Suas palavras me atingiram com um baque. Como assim? Olhei para o relógio com o coração acelerado, sem acreditar que já tinha passado a hora das luzes ligarem. A realidade me devolveu o fato de que já eram oito da noite. Larguei a nomenclatura para trás e corri até a janela, sem entender nada.

A varanda estava completamente apagada. O apartamento todo estava, na verdade. Não havia nenhum sinal de vida lá dentro. As cortinas estavam todas fechadas e tudo parecia apagado. Estranho era pouco para definir o que se passava ali. Luzia nunca tinha deixado de acender as luzes, em nenhum dia. Ela sempre seguia o ritual e as ligava no mesmo horário.
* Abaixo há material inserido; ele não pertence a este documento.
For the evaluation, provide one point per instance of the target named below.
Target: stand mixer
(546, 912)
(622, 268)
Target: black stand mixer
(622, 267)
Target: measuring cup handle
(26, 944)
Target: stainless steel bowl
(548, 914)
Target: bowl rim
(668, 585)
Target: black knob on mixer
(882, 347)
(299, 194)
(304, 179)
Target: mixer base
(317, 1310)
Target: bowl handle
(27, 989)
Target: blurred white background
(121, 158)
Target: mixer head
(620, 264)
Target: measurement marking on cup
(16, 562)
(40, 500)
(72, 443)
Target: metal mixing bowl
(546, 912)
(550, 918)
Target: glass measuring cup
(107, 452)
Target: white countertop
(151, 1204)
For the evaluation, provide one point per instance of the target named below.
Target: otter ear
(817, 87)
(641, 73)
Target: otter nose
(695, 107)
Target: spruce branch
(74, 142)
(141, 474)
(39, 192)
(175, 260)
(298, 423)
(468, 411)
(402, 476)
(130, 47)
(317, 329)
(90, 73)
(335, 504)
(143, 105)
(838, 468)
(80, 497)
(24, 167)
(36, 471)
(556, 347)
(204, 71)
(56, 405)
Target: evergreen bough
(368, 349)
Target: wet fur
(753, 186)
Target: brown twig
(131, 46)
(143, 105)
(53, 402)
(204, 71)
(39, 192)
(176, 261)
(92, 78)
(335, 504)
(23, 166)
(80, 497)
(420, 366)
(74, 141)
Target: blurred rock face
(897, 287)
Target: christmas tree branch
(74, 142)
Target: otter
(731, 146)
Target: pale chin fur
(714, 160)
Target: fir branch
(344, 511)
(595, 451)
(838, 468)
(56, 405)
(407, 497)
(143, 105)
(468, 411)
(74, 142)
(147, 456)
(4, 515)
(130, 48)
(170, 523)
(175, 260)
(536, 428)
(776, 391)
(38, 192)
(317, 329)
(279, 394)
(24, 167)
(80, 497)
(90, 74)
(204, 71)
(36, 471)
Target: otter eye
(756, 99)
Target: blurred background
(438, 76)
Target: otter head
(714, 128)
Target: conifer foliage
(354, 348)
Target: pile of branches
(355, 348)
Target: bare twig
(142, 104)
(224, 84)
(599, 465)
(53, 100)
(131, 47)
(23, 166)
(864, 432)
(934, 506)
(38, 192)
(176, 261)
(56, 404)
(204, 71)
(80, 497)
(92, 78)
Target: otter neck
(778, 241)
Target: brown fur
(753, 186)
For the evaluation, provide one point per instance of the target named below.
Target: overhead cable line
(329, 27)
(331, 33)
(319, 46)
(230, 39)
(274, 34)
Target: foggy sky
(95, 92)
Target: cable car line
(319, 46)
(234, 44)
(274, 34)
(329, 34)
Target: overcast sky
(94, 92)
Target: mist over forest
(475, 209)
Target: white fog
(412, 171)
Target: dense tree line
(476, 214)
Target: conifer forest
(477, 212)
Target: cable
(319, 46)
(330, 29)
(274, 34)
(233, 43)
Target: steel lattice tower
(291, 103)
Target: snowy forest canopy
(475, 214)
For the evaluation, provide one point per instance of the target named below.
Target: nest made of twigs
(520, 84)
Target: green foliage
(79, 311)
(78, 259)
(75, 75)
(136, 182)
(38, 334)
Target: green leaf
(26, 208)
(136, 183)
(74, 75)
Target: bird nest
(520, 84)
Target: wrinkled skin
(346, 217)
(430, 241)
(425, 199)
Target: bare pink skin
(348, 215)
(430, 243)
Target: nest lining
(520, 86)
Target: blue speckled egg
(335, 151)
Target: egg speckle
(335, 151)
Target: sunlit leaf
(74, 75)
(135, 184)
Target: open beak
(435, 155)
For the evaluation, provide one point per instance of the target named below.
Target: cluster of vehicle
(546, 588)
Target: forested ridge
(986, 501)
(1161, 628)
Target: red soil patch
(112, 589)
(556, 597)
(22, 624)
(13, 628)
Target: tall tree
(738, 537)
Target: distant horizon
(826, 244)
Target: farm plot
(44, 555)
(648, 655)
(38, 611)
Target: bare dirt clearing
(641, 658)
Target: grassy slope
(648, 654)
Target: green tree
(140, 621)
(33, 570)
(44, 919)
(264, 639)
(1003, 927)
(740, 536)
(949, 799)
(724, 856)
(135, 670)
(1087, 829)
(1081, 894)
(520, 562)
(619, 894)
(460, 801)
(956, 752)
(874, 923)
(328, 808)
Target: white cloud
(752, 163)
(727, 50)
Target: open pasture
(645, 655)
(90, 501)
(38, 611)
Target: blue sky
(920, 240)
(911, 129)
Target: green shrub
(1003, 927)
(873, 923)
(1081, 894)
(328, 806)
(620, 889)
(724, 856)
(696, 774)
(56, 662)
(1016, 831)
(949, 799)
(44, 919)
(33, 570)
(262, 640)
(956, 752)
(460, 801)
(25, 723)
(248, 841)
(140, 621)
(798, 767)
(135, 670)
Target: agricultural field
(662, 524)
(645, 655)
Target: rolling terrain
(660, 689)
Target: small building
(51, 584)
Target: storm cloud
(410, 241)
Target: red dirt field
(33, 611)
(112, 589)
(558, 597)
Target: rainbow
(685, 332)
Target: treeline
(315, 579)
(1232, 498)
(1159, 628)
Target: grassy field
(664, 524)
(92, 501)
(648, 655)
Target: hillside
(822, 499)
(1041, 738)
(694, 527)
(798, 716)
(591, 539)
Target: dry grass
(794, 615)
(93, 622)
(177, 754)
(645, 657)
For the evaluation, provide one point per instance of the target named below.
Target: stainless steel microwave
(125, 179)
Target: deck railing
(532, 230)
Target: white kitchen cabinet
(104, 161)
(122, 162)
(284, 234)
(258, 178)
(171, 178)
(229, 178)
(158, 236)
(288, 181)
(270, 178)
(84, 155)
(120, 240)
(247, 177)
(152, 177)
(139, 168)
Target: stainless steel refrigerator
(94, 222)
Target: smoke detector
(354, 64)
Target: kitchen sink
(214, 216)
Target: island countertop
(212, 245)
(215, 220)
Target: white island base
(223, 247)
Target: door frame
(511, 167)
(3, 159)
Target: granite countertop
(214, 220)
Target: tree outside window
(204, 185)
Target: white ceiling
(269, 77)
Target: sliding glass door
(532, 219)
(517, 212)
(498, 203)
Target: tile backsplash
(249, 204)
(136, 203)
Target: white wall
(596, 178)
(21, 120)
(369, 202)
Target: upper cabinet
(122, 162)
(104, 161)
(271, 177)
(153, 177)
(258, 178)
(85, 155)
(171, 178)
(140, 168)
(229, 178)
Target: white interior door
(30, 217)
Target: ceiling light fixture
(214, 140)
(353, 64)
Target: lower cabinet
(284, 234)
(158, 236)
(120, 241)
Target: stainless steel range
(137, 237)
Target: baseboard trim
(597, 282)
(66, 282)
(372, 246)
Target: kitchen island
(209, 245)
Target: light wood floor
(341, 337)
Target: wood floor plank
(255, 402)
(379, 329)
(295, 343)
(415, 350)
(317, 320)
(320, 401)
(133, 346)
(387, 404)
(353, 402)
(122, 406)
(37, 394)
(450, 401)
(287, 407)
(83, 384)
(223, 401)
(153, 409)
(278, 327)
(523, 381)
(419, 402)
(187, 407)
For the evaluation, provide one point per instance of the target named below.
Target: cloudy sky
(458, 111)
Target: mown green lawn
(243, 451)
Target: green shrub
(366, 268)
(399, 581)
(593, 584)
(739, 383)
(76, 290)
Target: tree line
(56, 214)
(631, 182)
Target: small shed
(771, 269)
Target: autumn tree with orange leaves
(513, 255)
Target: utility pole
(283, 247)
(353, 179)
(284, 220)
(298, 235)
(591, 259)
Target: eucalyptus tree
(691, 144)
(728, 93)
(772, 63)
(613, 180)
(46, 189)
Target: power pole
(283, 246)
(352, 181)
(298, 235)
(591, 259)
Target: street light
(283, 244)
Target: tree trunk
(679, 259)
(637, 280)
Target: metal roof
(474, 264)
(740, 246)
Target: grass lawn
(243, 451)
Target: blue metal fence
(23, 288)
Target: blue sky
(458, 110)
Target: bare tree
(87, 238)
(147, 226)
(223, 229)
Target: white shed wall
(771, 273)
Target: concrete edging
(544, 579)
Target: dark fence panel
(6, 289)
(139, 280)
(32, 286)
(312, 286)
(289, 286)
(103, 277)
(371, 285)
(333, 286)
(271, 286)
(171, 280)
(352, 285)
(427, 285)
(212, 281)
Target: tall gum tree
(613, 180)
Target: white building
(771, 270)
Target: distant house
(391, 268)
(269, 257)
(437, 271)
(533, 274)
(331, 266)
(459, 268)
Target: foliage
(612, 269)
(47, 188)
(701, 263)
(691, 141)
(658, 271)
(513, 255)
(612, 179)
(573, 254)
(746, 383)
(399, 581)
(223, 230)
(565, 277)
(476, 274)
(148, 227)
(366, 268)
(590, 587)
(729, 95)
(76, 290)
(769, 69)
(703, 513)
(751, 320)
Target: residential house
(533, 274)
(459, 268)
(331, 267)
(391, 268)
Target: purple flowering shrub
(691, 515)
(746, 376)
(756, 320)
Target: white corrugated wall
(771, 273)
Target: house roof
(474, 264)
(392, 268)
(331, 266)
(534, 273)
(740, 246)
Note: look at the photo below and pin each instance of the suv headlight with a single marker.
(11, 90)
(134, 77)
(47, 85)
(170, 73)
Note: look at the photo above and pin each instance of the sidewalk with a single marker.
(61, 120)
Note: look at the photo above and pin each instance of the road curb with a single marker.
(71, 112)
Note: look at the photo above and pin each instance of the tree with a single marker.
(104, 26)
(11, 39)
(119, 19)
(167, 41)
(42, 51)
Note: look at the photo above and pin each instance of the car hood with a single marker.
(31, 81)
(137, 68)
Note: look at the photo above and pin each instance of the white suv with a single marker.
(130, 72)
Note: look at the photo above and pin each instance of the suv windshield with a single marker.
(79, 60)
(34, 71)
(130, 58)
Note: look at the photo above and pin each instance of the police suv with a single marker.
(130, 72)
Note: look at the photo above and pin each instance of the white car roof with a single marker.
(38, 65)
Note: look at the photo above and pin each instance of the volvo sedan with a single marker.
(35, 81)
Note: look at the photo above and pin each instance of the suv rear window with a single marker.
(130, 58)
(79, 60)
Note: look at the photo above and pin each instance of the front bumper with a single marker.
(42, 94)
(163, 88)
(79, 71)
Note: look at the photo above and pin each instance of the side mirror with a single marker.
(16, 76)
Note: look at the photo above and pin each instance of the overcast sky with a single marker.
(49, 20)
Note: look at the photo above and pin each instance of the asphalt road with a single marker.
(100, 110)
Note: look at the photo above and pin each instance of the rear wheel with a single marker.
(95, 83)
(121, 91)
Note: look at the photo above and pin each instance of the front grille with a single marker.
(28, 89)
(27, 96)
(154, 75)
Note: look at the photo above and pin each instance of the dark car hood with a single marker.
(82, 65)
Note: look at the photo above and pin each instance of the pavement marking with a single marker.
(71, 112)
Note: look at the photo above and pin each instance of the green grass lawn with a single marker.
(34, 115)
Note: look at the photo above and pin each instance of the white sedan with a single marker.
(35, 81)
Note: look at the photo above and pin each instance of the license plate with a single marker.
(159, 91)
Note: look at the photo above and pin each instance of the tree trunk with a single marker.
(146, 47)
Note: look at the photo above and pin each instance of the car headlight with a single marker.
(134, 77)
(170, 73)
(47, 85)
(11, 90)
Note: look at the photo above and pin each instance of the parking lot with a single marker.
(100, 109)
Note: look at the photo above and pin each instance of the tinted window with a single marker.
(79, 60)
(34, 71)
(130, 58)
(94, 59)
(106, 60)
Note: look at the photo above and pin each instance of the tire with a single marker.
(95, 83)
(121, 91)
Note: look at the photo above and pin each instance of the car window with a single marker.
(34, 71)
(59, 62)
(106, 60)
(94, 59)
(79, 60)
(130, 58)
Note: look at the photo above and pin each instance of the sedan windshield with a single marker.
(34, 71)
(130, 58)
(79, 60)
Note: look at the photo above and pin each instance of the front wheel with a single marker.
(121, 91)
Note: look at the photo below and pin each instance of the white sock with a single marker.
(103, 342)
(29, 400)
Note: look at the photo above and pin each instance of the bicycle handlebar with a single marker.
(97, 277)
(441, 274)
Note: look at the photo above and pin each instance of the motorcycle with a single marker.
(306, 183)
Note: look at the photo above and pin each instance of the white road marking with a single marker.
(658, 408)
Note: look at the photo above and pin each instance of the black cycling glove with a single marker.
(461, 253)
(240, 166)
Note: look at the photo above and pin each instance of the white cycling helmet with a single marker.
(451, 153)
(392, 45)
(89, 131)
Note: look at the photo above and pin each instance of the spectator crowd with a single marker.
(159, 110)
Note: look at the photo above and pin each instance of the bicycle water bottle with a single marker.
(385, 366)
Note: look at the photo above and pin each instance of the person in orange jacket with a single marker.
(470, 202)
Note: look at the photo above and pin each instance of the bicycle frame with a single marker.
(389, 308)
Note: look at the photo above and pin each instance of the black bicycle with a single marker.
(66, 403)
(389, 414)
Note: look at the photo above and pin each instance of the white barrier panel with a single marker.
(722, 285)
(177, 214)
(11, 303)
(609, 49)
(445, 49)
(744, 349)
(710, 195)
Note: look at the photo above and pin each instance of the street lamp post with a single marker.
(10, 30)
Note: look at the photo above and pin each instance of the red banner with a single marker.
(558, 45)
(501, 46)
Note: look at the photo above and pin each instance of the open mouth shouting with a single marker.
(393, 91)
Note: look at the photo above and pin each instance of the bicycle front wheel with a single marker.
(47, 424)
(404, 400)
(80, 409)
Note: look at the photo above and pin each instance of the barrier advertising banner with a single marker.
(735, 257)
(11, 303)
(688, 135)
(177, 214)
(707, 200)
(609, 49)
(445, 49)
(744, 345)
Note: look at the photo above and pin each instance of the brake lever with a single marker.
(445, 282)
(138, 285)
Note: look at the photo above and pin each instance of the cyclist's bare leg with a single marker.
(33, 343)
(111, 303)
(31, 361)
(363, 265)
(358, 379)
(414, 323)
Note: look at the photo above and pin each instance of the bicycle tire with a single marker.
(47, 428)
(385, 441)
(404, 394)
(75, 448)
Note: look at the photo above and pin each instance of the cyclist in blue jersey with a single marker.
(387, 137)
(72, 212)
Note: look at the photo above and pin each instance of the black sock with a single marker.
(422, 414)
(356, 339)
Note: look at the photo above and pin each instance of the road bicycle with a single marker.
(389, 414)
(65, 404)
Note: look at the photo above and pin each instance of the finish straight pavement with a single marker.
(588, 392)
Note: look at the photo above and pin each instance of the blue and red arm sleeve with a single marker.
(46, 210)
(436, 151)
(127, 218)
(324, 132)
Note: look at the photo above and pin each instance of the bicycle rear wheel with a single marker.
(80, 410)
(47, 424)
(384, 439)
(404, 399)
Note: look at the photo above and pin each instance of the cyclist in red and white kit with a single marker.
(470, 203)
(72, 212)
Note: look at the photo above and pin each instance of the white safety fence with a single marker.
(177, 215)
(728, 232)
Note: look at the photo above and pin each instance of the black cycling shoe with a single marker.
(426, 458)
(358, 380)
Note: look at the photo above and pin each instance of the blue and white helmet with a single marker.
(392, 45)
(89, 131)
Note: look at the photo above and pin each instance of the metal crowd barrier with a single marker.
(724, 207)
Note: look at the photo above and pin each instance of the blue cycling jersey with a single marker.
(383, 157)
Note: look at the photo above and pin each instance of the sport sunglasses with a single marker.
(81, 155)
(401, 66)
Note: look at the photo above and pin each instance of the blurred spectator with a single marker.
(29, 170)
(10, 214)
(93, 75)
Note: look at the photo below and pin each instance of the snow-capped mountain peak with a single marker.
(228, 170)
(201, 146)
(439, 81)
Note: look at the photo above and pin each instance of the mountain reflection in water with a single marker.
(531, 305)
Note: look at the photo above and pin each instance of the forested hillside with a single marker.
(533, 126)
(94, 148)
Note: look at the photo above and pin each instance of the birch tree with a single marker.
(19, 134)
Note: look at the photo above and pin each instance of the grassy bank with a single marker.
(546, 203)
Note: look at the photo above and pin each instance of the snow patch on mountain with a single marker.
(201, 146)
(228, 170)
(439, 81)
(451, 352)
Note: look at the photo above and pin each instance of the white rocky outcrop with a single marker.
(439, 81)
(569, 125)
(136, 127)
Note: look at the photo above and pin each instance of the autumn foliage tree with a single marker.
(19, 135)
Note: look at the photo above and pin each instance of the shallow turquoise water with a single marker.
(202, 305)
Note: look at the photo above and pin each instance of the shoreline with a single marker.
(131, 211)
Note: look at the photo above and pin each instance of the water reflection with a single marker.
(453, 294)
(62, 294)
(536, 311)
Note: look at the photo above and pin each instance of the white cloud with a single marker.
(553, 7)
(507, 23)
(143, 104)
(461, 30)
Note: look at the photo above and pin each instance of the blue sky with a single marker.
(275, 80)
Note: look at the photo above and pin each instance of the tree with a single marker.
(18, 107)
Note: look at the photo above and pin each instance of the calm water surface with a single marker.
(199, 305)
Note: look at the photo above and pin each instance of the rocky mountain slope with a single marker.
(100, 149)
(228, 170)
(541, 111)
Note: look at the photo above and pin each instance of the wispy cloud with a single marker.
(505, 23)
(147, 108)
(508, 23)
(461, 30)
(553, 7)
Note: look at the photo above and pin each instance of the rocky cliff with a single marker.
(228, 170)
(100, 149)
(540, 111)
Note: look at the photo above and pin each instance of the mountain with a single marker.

Tanto que elas tinham virado uma parte da rotina da minha própria casa, a ponto de minha mãe estranhar.

Estava preocupado. Será que eu tinha dito alguma coisa no dia anterior que tivesse criado esse tipo de reação em Luzia? Não conseguia me lembrar de nada. Nossas conversas tinham seguido o mesmo tom despretensioso e meio engraçado de todas as outras vezes. Então por que suas luzes não estavam ligadas? Será que eu deveria colocar minha máscara, minhas luvas e meu face shield e ir até a portaria dela?

Mas aí eu ia dizer o quê também? "Licença, seu porteiro. Estou preocupado porque uma pessoa não ligou as luzes de Natal dela hoje" não parecia muito convincente. E, para piorar, eu nem sabia detalhes do apartamento dela. Não saberia dizer o número, por exemplo. Por acaso eu era fiscal de pisca-pisca agora?

Pelo jeito sim. Porque passei o resto da noite de olho na varanda, esperando ansiosamente pelo momento que Luzia ia sair do exílio e reaparecer, com alguma explicação esdrúxula sobre onde ela esteve. Compartilharíamos algumas risadas, eu contaria da minha vontade de ir até sua portaria e combinaríamos um horário mais cedo no dia seguinte, a fim de compensar as horas perdidas de hoje. Todavia, o tempo foi passando, o sono foi chegando e ela não apareceu.

Deitado em minha cama, em meu quarto completamente escuro, experimentei uma inédita sensação de incompletude. E verdade seja dita, tristeza. As coisas com Luzia tinham começado de uma forma muito esquisita, mas vinham se desenvolvendo de uma forma que me deixava feliz. A quarentena com certeza estava me deixando louco porque eu estava com saudades das luzinhas de Natal de minha vizinha... E talvez dela mesma.